Most guides to writing a video brief tell you what sections to include. What they rarely show is what a strong brief actually looks like when those sections are filled in well. The difference between a brief that moves production forward and one that generates questions and false starts is almost always a matter of specificity. These examples illustrate that difference across three common video types.
Example 1: Product explainer video
Weak: 'We need a video explaining our software to potential customers.' Strong: 'We need a 90-second animated explainer for our project management platform targeting operations managers at professional services firms with 50-250 employees. The audience currently manages projects in spreadsheets and email; they are aware of project management software but sceptical that it will be adopted by their teams. The video should show, not tell — demonstrate the time saved on a specific workflow rather than listing features. Tone: calm, credible, practical. Style reference: Notion's 2023 explainer — we like the minimal animation and the focus on real work.' A brief like this gives the production team enough to make every creative decision without needing further clarification.
Example 2: Brand film
Weak: 'A company culture video that shows who we are.' Strong: 'A 2-3 minute brand film for use on our careers page and LinkedIn, targeting experienced software engineers considering a career change to a fintech start-up. We want to counter the perception that start-ups sacrifice quality for speed. The film should focus on two or three real team members and the specific problems they work on — not staged office life. Tone: authentic, technically credible, unhurried. References: Stripe's engineering blog videos; the Figma team documentary on YouTube. Explicitly avoid: buzzwords, drone footage, stock music, or anyone saying the word 'passionate'.' The explicit exclusions in this brief alone save hours of misaligned ideation.
What distinguishes a strong brief from a weak one
In every strong client video brief example, specificity appears in three places: the audience description (who they are and what they currently believe), the tone guidance (references and explicit exclusions), and the deliverables (exact versions, formats, and platforms). Vague briefs require production teams to fill the gaps with assumptions. Strong briefs give the team permission to make decisions confidently. The client video brief template is designed to surface this level of specificity from even the least experienced clients.
Using examples with clients to improve brief quality
Sharing a video project brief template with examples already filled in is one of the most effective ways to raise the quality of briefs you receive. When clients see what a strong answer looks like — including the level of detail expected in a tone reference or audience description — they tend to meet that standard. Abstract instructions rarely work; concrete examples almost always do. Include one strong example brief in your onboarding materials and reference it when clients are filling out their own.

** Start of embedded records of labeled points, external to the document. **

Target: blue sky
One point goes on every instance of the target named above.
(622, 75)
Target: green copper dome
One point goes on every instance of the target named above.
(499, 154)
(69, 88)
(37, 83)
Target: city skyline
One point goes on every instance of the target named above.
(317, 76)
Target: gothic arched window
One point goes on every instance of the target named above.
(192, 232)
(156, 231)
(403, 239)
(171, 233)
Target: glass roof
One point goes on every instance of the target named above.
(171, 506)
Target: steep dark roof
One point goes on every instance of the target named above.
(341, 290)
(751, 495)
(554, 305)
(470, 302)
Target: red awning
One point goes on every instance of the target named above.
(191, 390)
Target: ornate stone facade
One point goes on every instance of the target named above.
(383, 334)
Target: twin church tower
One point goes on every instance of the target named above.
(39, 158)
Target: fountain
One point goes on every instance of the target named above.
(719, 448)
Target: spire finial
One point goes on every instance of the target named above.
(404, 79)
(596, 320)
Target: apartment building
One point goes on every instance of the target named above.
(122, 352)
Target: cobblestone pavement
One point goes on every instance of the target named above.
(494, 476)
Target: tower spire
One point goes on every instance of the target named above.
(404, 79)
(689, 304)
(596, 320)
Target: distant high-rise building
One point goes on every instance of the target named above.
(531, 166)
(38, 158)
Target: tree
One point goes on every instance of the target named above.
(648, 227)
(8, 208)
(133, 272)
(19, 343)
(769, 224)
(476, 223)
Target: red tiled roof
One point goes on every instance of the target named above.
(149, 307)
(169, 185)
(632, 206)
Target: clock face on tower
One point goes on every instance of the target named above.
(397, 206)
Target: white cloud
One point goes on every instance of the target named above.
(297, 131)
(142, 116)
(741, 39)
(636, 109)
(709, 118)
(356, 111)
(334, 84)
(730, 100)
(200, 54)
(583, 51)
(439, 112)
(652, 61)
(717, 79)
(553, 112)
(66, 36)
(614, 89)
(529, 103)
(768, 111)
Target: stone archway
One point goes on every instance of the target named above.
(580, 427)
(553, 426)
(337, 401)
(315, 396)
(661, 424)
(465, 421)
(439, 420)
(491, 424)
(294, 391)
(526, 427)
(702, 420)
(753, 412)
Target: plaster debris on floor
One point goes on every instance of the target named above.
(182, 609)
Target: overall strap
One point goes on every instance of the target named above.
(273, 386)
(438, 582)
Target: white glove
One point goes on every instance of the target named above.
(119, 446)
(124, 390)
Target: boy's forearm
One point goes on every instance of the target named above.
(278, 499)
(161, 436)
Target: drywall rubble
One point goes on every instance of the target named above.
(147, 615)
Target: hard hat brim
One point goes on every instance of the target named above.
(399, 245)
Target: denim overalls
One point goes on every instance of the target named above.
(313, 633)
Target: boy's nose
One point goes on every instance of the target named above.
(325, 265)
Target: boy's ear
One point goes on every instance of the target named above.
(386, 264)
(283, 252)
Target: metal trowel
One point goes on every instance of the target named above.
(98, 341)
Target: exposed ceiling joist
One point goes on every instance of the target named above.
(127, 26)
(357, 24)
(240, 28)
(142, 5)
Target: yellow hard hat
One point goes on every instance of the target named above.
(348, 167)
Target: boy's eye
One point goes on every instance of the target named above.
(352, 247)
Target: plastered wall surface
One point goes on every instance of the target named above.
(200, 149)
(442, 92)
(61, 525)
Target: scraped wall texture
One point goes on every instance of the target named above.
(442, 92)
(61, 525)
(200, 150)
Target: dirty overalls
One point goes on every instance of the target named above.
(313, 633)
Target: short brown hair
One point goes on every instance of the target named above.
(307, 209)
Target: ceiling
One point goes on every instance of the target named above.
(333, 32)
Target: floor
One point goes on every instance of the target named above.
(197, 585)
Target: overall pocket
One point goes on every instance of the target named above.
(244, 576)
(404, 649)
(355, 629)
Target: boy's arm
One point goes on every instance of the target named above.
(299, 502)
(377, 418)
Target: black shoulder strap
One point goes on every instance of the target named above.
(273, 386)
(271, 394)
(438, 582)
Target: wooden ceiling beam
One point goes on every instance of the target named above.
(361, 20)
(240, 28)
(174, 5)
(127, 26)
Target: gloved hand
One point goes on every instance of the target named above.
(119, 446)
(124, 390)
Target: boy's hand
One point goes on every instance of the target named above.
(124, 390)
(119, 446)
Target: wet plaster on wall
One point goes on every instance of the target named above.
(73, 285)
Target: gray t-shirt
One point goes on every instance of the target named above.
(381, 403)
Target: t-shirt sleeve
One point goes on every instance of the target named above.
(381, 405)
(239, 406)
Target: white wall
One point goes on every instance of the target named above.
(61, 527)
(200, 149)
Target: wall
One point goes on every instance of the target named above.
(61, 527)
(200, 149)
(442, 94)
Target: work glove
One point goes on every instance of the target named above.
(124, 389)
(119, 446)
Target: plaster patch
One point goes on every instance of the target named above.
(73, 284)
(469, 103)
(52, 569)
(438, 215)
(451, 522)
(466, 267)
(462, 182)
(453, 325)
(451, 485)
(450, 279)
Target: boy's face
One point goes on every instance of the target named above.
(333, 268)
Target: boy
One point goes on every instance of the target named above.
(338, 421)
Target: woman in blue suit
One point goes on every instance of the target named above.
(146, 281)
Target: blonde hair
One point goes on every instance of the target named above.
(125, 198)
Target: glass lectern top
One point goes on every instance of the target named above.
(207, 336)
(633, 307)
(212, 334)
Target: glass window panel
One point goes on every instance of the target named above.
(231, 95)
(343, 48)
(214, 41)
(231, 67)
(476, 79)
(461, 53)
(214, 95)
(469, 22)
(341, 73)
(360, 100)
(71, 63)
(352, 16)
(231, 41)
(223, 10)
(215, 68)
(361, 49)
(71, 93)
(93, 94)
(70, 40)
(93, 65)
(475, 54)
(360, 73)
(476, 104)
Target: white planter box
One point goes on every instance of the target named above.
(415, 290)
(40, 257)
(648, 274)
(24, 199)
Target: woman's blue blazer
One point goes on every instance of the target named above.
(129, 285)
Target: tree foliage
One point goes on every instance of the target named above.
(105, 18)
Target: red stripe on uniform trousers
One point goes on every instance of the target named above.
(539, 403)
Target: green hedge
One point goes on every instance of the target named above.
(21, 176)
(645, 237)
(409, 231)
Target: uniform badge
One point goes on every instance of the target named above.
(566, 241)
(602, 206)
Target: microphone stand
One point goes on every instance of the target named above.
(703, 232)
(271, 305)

“The explicit exclusions in a brief alone save hours of misaligned ideation — knowing what a client does not want is often more valuable than knowing what they do.”
What makes a brief strong vs. weak — by section
- Objective — weak: 'explain our product'; strong: 'show a specific workflow and the time saved'
- Audience — weak: 'B2B professionals'; strong: 'operations managers sceptical that software will be adopted'
- Tone — weak: 'professional and modern'; strong: named reference videos with specific notes on what works
- Deliverables — weak: 'a video'; strong: exact duration, platform, aspect ratios, and all required versions
- Exclusions — weak: absent; strong: explicit list of what must not appear
Frequently asked questions
Can you share example video production briefs?
Strong examples are more useful than template structure alone. Look for briefs that include an audience description specific enough to make creative decisions from, tone references with notes on what specifically works, explicit exclusions, and exact deliverable specifications. Both examples in this post follow that structure and can be adapted for your own projects.
What is the most common mistake in a video production brief?
Vague tone guidance. Most briefs include a tone description — 'professional', 'friendly', 'premium' — without the reference examples that give these words meaning. One production team's 'premium' is another's 'corporate'. Named reference videos with specific notes on what works remove this ambiguity entirely.
Should you include a budget in the video brief?
Yes. A budget range — even a broad one — allows the production company to propose an approach that is genuinely achievable rather than an ideal that requires significant descoping. Briefs without budget guidance produce proposals that miss the mark and require multiple rounds of renegotiation.
How specific does a target audience description need to be?
Specific enough to make a creative decision from. 'B2B professionals' is not specific enough. 'Operations managers at professional services firms who currently manage projects in spreadsheets and are sceptical about software adoption' is. The test: could a copywriter write a headline based on this description without asking a follow-up question?